If data should be available across multiple requests to the JVM, inspectIT Ocelot allows you to cache such data within a global session storage. After data has been written into the storage, every inspectIT context assigned to the session has access to this data. To assign a session to a context, you will have to write the session identification into the remote_session_id key via actions. By default, this data key will be down propagated within the JVM. Only after this specific data key has been set within the context, it can read from or write into the session storage. Note, that every context can be assigned to only one session.

How the session ID is determined depends on your particular application and is not subject to any further restrictions. It is also possible to read the session ID from HTTP headers, which will be explained in more detail below.

The following example shows how to read or write via the session storage. Reading data from the storage - for example for tracing - only works, if the rule writing the tag has been executed before the reading one. Also note, that both contexts have to use the exact same session ID to access the storage. Otherwise, the contexts will use different storages with different data.

inspectit:
  instrumentation:
    data:
      my-tag:
        # enable this tag to be stored for sessions
        session-storage: true 
        
    rules:
      r_write_session:
        # ...
        pre-entry:
          # assign the session id to the context
          remote_session_id: 
            action: a_read_my_session_id
        entry:
          my-tag:
            action: a_set_tag
        
      r_read_session:
        # ...
        pre-entry:
          # assign the session id to the context
          remote_session_id:
            action: a_read_my_session_id
        tracing:
          attributes:
            # use the tag in the session storage e.g. for tracing
            tag: my-tag

Under inspectit.instrumentation.sessions, there are some additional configuration options available. All options can be updated at runtime.

Config Property	Default	Description
`session-id-header`	`Session-Id`	HTTP-header, which will be used to determine the session.
`session-limit`	`100`	The maximum limit of sessions stored at the same time.
`time-to-live`	`5m`	The duration for which data will be stored.

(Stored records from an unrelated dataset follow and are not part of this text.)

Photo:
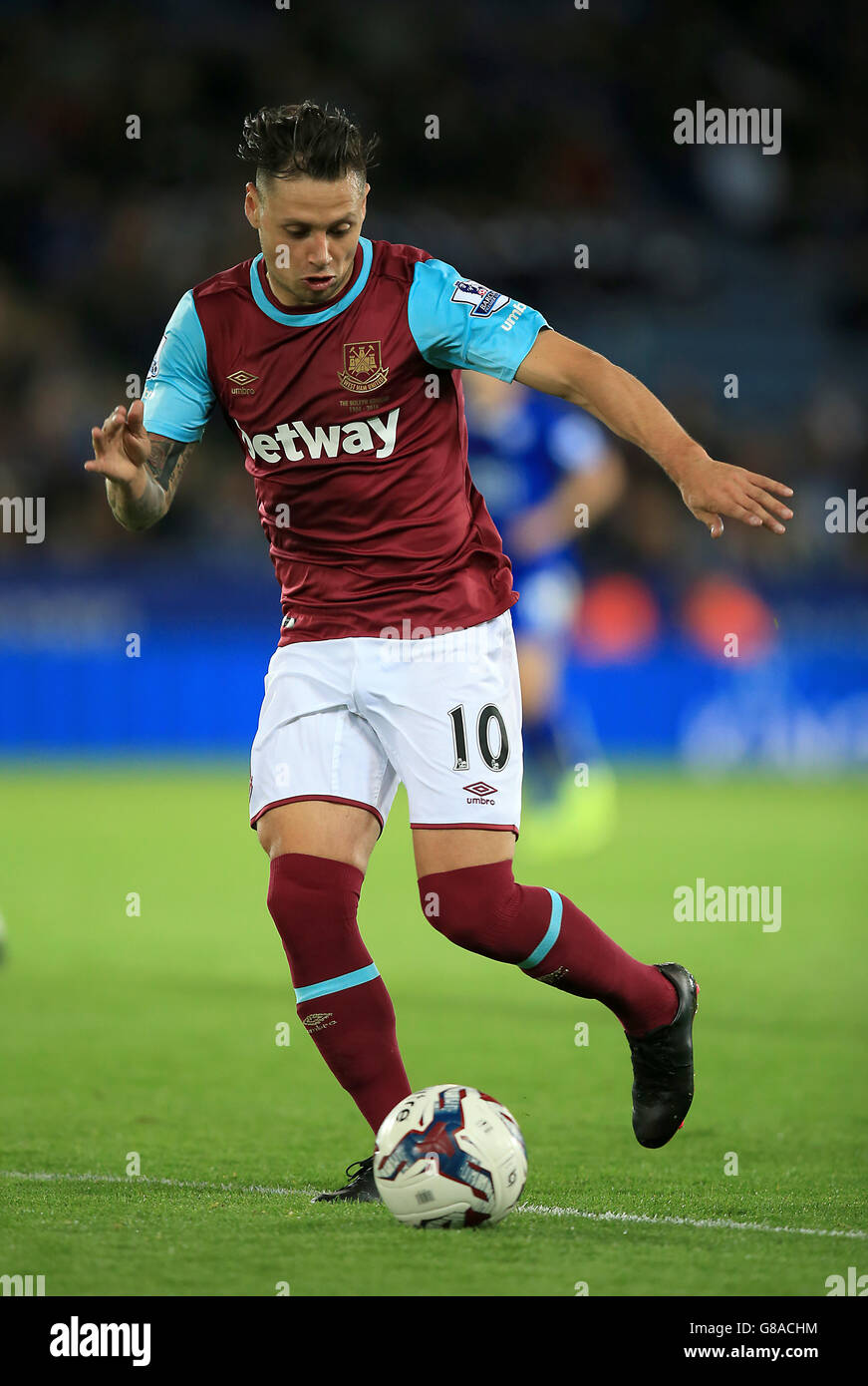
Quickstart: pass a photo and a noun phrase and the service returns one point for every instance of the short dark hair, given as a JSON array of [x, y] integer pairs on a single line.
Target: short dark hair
[[305, 141]]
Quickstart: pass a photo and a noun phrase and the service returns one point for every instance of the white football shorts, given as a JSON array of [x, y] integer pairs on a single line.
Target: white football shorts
[[349, 720]]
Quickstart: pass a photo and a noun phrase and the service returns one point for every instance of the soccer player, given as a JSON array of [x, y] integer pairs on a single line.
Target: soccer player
[[546, 470], [337, 362]]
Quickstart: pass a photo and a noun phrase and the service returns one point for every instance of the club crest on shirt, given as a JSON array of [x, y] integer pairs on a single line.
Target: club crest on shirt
[[484, 301], [363, 368]]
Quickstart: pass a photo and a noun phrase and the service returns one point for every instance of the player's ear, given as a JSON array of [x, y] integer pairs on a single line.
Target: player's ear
[[252, 205]]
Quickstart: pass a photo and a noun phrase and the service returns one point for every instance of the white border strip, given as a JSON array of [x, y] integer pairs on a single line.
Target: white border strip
[[540, 1209]]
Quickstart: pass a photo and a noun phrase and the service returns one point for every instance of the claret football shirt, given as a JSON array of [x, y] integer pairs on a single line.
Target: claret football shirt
[[351, 422]]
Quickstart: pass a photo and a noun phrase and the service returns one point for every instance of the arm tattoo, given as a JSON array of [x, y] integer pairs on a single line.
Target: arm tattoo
[[163, 472], [167, 461]]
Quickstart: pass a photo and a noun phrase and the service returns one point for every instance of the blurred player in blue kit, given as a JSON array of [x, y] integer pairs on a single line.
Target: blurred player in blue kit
[[547, 473]]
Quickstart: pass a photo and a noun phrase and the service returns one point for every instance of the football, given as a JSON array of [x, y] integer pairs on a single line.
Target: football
[[450, 1156]]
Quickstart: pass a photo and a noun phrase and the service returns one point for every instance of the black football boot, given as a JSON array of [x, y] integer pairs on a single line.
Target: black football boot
[[360, 1187], [664, 1066]]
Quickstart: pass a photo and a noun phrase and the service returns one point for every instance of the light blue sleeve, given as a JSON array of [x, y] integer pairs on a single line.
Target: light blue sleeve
[[459, 323], [177, 395]]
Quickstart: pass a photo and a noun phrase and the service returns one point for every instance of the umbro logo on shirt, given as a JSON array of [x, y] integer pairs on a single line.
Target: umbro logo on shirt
[[241, 379]]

Reading Session ID via HTTP

The session ID can also be passed to the inspectIT context via HTTP headers. Within actions, you can call the method readDownPropagationHeaders(Map<String,String> headers) via the _context special parameter to read the session ID. The method will look for the configured session-id-header and will store its value in the remote_session_id data key. The inspectIT default instrumentation of the HTTP Servlet already reads the down propagated headers automatically to extract the session ID.

Alternatively, you can always include the session ID into the baggage header by configuring the data key remote_session_id for GLOBAL propagation. However, the context will always prioritize the value of the session-id-header, if it can be found.

Restrictions

To prevent excessive memory consumption, the maximum amount of active sessions can be configured via the session-limit option. The session ID itself is restricted to a minimum of 16 characters and a maximum of 512 characters. Otherwise, the session cannot be created. One session can store up to 128 data tags. Inside one session, data keys are restricted to a maximum of 128 characters and data value are restricted to a maximum of 2048 chars. If a date entry does not comply with these size restrictions, the entry will not be stored.

The configuration option time-to-live determines, how long each tag should be stored after it's last update. Every 30 seconds all expired data tags from each session storage will be cleaned up. If a session storage has been empty for at least 60 seconds, the session storage will be removed completely.